Die kleine Welt der Amazone
Eine Ameisenart praktiziert eine Methode der Sklavenhaltung mittels „Propaganda“, die an menschliche Gesellschaften erinnert.
Wer sich mit den Entwicklungen menschlicher Organisationsstrukturen auseinandersetzt, kommt mit verschiedenen Bereichen der Gesellschaftswissenschaften, Systemtheorien, Science-Fiction-Literatur und früher oder später mit staatenbildenden Insekten in Berührung. Das Sozialverhalten dieser Tiere erreicht zwar nicht im Ansatz die Komplexität menschlicher Gesellschaften, bei einigen Arten finden sich aber erstaunliche Parallelen zum Zivilisationsprozess. Die Art Polyergus rufescens zum Beispiel, die unter dem Namen Amazonenameise besser bekannt ist, hat den Einsatz von Propaganda perfektioniert und ihre ganze Existenz auf Sklavenhaltung begründet.
Die Instinkte für Nestbau, Brutpflege und Nahrungsbeschaffung sind bei der Amazonenameise völlig verkümmert (1). Die Männchen taugen nur zur Fortpflanzung. Die Königinnen und Arbeiterinnen sind voll und ganz auf Kriegsführung und Raub spezialisiert. Ihre Mundwerkzeuge sind zu fürchterlichen Waffen ausgeformt, mit denen sie effektiv töten, aber keine Nahrung aufnehmen können. Die Amazone muss gefüttert werden, damit sie nicht verhungert.
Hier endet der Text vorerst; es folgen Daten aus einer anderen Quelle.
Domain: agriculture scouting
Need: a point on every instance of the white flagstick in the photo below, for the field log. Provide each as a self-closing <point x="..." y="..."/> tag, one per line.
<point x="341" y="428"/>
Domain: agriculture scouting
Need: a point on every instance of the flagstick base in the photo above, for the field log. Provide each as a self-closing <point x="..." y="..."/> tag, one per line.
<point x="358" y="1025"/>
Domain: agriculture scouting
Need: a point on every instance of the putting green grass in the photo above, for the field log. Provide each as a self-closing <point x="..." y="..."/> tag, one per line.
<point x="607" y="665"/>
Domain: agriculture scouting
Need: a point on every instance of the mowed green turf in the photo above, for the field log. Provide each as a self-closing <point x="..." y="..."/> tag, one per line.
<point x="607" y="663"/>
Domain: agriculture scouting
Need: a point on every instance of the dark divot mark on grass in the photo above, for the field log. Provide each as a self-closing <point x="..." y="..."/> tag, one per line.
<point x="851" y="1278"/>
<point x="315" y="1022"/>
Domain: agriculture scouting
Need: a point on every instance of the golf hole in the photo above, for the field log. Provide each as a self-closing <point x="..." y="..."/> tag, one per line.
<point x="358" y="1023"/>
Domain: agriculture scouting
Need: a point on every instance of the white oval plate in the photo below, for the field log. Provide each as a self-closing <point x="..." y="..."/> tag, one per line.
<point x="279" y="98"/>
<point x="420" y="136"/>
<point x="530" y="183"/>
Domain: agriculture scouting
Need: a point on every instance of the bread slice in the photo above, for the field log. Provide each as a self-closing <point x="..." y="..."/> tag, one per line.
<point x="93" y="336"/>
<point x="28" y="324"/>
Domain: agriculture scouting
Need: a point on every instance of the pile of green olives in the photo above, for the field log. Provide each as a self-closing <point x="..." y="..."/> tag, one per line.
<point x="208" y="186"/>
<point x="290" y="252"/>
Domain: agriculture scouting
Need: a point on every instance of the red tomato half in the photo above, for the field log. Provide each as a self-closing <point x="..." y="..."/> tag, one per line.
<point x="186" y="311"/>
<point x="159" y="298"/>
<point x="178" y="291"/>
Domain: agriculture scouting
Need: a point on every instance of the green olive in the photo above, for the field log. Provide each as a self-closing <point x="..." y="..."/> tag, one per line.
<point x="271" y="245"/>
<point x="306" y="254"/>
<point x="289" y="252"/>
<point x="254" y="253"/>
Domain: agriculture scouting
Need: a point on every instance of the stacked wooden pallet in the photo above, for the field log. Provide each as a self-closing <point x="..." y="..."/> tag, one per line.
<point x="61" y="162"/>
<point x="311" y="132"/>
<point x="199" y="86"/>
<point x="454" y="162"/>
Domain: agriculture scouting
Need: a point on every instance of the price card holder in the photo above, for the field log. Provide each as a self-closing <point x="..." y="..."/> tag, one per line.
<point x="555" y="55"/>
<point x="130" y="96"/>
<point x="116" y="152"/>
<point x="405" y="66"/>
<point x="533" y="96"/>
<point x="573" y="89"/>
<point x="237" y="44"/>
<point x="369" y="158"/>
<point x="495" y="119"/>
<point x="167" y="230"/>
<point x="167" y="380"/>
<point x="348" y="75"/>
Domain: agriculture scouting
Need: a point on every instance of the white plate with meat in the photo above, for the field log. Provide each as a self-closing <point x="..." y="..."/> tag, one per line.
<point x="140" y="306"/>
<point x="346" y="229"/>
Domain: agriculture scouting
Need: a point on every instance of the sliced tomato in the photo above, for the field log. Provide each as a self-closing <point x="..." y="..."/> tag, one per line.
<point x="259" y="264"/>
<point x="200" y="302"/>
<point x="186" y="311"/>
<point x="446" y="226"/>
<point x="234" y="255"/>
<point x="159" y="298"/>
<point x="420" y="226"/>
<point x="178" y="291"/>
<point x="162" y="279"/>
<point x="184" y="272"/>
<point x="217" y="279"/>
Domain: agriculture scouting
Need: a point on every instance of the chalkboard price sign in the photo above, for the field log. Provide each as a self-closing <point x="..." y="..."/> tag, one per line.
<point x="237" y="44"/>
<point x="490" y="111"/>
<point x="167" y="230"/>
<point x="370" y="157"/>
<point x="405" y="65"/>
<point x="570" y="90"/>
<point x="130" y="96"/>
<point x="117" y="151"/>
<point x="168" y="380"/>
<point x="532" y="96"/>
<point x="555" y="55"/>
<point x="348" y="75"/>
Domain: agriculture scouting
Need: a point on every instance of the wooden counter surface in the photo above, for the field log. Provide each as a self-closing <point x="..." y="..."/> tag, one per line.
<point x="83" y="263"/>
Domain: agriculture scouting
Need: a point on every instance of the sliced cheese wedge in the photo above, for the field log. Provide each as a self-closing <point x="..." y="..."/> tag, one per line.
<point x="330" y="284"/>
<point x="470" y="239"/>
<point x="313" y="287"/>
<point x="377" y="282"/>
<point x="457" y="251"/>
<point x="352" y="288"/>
Um diese und die Vielzahl anderer Arbeiten zu erledigen, ohne die ein Ameisenstaat nicht existieren kann, beschafft sich die Amazonenameise Sklaven. Deren Anteil an der Gesamtpopulation beträgt bis zu 90 Prozent. Regelmäßig werden Nester bestimmter Ameisenarten, sogenannte Sklavenameisen, überfallen. Sie sind der Amazone, die mit einer Körperlänge von bis zu 9 Millimetern kein Gigant ist, militärisch deutlich unterlegen.
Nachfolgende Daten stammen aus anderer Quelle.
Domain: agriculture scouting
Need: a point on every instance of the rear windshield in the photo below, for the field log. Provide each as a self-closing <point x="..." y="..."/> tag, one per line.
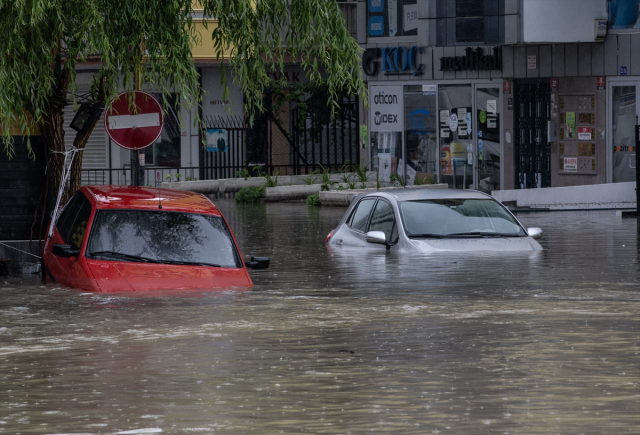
<point x="447" y="217"/>
<point x="162" y="237"/>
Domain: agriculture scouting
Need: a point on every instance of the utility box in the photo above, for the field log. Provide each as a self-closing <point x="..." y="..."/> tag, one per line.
<point x="552" y="134"/>
<point x="600" y="29"/>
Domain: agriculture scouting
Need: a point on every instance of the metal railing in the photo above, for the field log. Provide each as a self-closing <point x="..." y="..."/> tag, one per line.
<point x="153" y="175"/>
<point x="350" y="13"/>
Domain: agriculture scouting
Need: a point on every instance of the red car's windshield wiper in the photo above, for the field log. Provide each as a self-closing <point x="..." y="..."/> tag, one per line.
<point x="137" y="258"/>
<point x="482" y="234"/>
<point x="188" y="263"/>
<point x="125" y="257"/>
<point x="427" y="236"/>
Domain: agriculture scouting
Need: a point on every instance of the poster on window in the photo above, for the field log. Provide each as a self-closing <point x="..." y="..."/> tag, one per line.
<point x="392" y="17"/>
<point x="217" y="140"/>
<point x="624" y="14"/>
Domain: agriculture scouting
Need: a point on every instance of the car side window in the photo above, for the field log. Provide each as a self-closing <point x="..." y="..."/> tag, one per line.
<point x="384" y="220"/>
<point x="73" y="220"/>
<point x="360" y="216"/>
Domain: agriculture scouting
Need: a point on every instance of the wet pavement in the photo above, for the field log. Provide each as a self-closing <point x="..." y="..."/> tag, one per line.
<point x="342" y="342"/>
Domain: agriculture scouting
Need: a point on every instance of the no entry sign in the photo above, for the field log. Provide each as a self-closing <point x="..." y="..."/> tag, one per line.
<point x="137" y="127"/>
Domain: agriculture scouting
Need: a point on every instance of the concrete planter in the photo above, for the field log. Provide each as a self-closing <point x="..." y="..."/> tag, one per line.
<point x="206" y="187"/>
<point x="343" y="198"/>
<point x="232" y="185"/>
Die Angegriffenen werden nicht nur mit den mächtigen Beißwerkzeugen in Schach gehalten. Mit sehr hoher Wahrscheinlichkeit kommen bei den Überfällen auch Pheromone zum Einsatz, die normalerweise zur Informationsübertragung zwischen den Individuen innerhalb einer Art dienen. Mit ihnen stiftet die Amazonenameise in den Reihen der Verteidiger Verwirrung und bricht ihren Willen zum Widerstand. Dadurch kann sie praktisch ungehindert die Brut, das wertvollste Gut, das ein Ameisenvolk besitzt, stehlen und in ihr Nest schleppen.
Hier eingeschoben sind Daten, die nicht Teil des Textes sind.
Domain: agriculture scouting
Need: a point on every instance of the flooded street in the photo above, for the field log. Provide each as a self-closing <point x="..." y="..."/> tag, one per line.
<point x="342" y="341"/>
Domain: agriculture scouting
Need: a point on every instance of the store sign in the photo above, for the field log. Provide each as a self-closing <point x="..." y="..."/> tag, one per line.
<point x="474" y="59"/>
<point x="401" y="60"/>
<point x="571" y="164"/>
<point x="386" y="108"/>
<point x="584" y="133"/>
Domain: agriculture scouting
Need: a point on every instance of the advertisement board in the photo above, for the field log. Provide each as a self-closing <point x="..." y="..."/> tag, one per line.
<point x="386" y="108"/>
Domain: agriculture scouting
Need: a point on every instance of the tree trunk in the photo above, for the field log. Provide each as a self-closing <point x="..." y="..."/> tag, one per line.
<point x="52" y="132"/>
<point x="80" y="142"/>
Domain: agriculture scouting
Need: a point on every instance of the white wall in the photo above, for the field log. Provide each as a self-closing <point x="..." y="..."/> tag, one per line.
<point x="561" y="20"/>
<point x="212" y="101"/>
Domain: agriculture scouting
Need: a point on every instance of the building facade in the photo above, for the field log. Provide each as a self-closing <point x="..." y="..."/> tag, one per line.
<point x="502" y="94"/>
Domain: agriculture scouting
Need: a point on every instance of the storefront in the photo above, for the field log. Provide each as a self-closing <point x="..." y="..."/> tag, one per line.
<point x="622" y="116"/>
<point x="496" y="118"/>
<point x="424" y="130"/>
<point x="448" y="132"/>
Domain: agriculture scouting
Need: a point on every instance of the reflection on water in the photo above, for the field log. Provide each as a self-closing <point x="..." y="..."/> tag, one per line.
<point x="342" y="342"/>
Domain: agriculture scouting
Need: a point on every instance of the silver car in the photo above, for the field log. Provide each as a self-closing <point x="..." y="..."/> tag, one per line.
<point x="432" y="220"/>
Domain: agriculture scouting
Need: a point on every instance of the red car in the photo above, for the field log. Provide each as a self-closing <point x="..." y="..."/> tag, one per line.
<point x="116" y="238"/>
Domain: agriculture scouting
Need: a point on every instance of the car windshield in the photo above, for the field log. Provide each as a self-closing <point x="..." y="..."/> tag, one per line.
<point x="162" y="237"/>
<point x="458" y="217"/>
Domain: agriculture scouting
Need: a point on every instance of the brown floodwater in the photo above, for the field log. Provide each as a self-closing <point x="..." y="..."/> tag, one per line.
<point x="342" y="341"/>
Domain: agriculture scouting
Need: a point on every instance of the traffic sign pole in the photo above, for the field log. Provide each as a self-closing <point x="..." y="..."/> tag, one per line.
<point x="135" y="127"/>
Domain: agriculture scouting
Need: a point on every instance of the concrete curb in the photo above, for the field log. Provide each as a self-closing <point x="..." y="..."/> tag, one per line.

Der geraubte Nachwuchs wird von anderen gefangenen Ameisen aufgezogen. Damit die Häftlinge ihre Identität vergessen und nicht revoltieren, werden sie mit Propagandapheromonen zugedröhnt. Ihnen wird suggeriert, dass sie ein Teil der Gemeinschaft sind und zu den Amazonen gehören. Die lassen sich von ihren gestohlenen Dienern, die arbeiten müssen, bis sie tot umfallen, liebevoll umsorgen.
Um den Nachschub an Sklaven zu sichern, werden Kundschafter ausgeschickt. Die suchen nach Nestern, die ausgeraubt werden können, und legen eine Duftspur zum Ziel. Um sich als Art zu verbreiten, beteiligen sich junge Königinnen an den Raubzügen. Im Idealfall dringt eine von ihnen in den Bau der Sklavenameisen ein. Dort sucht sie nach der Königin, um die lästige Konkurrentin zu ermorden und den Thron zu besteigen. Das gelingt nicht immer.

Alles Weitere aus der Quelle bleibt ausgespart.